原田 本村先生の文脈を踏まえると、これまでのアドテクノロジーは、いわばサービス工学を追究する方向性で、技術を用いてターゲティングの精度を高めていこう、広告枠の売買価格を最適化しよう、という取り組みが主流でした。その文脈において、ネット広告業界でも、機械学習への取り組みは進んでいます。端的に言えば、ネット広告というのは、広告クリエイティブと人間のマッチング最適化で、クリック率のようなパラメータが決まっている領域なので、そこは機械学習で十分いけるんじゃないかと思います。アドテクノロジーの中核的なシステムの一つである「DSP(Demand Side Platform)」も、それを目指していると言えますし。

一方で、画像のディープ・ラーニングのようなものは、まだ誰も手を付けられていません。海外企業の事例を見て、活用方法を検討したり、どのように普及・変化していくか予測している状況です。

本村 ニューロコンピュータがブームだった1990年頃に、多層ネットワークにコンテクストを考慮して画像を処理させるという実験をしていたんです。何がボトルネックだったかというと、単純に当時のSunのワークステーションのクロックが、33MHzだったわけです。

原田 めちゃくちゃ遅いですね(笑)

本村 当時は文字認識程度が関の山だったわけです。それが単にスケールが3GHzになって、データがこれだけ増えたので、多層の学習に関しても、学習だけじゃなくて、学習対象のデータがリッチになったことから今の現象が起きたわけです。そういう意味では、現在起きていることはシーズ側からは必然に近い。だからこそ、むしろニーズがどっちに行くかを知ることが大事なんだと思います。

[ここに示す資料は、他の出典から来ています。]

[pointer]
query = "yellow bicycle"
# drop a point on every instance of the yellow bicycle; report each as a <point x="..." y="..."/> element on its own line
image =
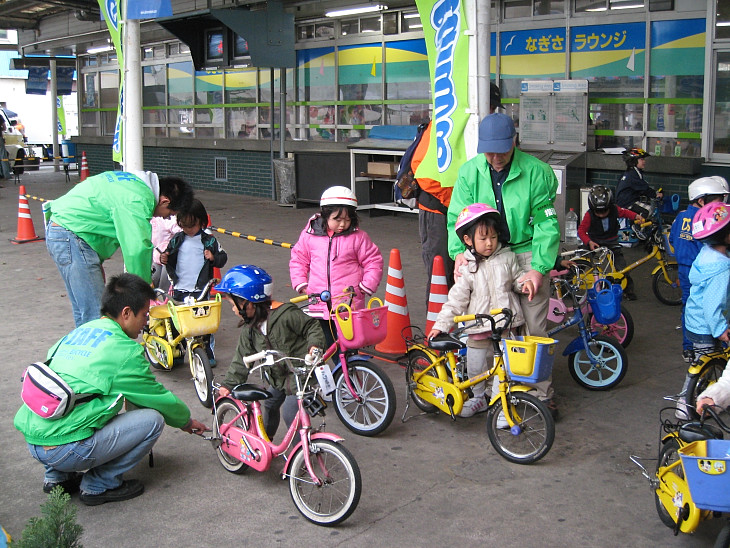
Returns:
<point x="436" y="380"/>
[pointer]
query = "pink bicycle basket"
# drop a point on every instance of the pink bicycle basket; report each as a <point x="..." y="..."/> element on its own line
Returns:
<point x="358" y="328"/>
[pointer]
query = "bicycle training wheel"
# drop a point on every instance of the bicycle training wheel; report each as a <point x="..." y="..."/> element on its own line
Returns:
<point x="622" y="329"/>
<point x="418" y="360"/>
<point x="668" y="454"/>
<point x="202" y="376"/>
<point x="373" y="409"/>
<point x="226" y="409"/>
<point x="610" y="367"/>
<point x="709" y="374"/>
<point x="533" y="434"/>
<point x="336" y="498"/>
<point x="667" y="293"/>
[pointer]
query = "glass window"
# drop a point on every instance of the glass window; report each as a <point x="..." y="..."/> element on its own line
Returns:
<point x="517" y="8"/>
<point x="180" y="83"/>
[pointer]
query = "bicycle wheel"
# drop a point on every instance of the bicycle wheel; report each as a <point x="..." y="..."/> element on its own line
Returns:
<point x="225" y="411"/>
<point x="667" y="293"/>
<point x="418" y="360"/>
<point x="533" y="434"/>
<point x="622" y="330"/>
<point x="610" y="367"/>
<point x="202" y="376"/>
<point x="375" y="409"/>
<point x="668" y="454"/>
<point x="336" y="498"/>
<point x="709" y="374"/>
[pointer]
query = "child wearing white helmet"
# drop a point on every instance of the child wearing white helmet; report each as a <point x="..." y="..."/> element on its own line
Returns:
<point x="333" y="253"/>
<point x="488" y="280"/>
<point x="707" y="317"/>
<point x="702" y="191"/>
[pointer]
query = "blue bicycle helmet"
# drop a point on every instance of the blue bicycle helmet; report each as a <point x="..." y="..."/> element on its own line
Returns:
<point x="248" y="282"/>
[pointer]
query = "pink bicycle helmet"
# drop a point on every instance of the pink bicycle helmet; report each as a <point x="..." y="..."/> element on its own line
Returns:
<point x="470" y="214"/>
<point x="710" y="219"/>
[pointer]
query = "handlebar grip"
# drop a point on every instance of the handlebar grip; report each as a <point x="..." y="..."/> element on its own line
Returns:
<point x="248" y="360"/>
<point x="465" y="318"/>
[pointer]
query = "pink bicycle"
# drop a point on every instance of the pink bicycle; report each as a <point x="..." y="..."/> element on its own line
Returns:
<point x="364" y="397"/>
<point x="324" y="478"/>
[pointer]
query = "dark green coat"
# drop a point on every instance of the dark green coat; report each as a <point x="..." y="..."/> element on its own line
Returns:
<point x="290" y="331"/>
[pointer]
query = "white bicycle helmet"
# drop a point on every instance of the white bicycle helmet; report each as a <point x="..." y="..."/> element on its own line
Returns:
<point x="338" y="195"/>
<point x="708" y="186"/>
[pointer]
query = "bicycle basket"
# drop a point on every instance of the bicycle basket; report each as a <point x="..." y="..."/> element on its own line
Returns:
<point x="529" y="359"/>
<point x="194" y="320"/>
<point x="358" y="328"/>
<point x="707" y="469"/>
<point x="605" y="301"/>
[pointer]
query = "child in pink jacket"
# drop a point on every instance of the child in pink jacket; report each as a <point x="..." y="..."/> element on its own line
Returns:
<point x="332" y="253"/>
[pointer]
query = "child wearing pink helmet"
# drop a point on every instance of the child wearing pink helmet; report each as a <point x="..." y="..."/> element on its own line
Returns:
<point x="488" y="280"/>
<point x="706" y="314"/>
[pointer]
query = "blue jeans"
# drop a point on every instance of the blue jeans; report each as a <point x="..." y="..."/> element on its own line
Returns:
<point x="109" y="453"/>
<point x="80" y="268"/>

そしてそのニーズは、おそらく今後は潜在意識という方向に進むのではないか、といま思っています。ニーズ・シーズのマッチングを考えると、私たち人間は、平日と休日の過ごし方が違うように、私たちは多様なペルソナをいろいろな局面で使い分けています。あるいは、前述した「リアルな問題」と「ふわっとした問題」で何が違うか。同じ人で同じ技術なのに、そのふたつの文脈によって挙動や行動が違うわけです。

原田 人間の中の多層的な面ですね。

本村 IoTの本質は、そういう無意識行動までもデータに残っちゃうということにあります。アンケートやインタビューでは、逆立ちしても出てこないですよ。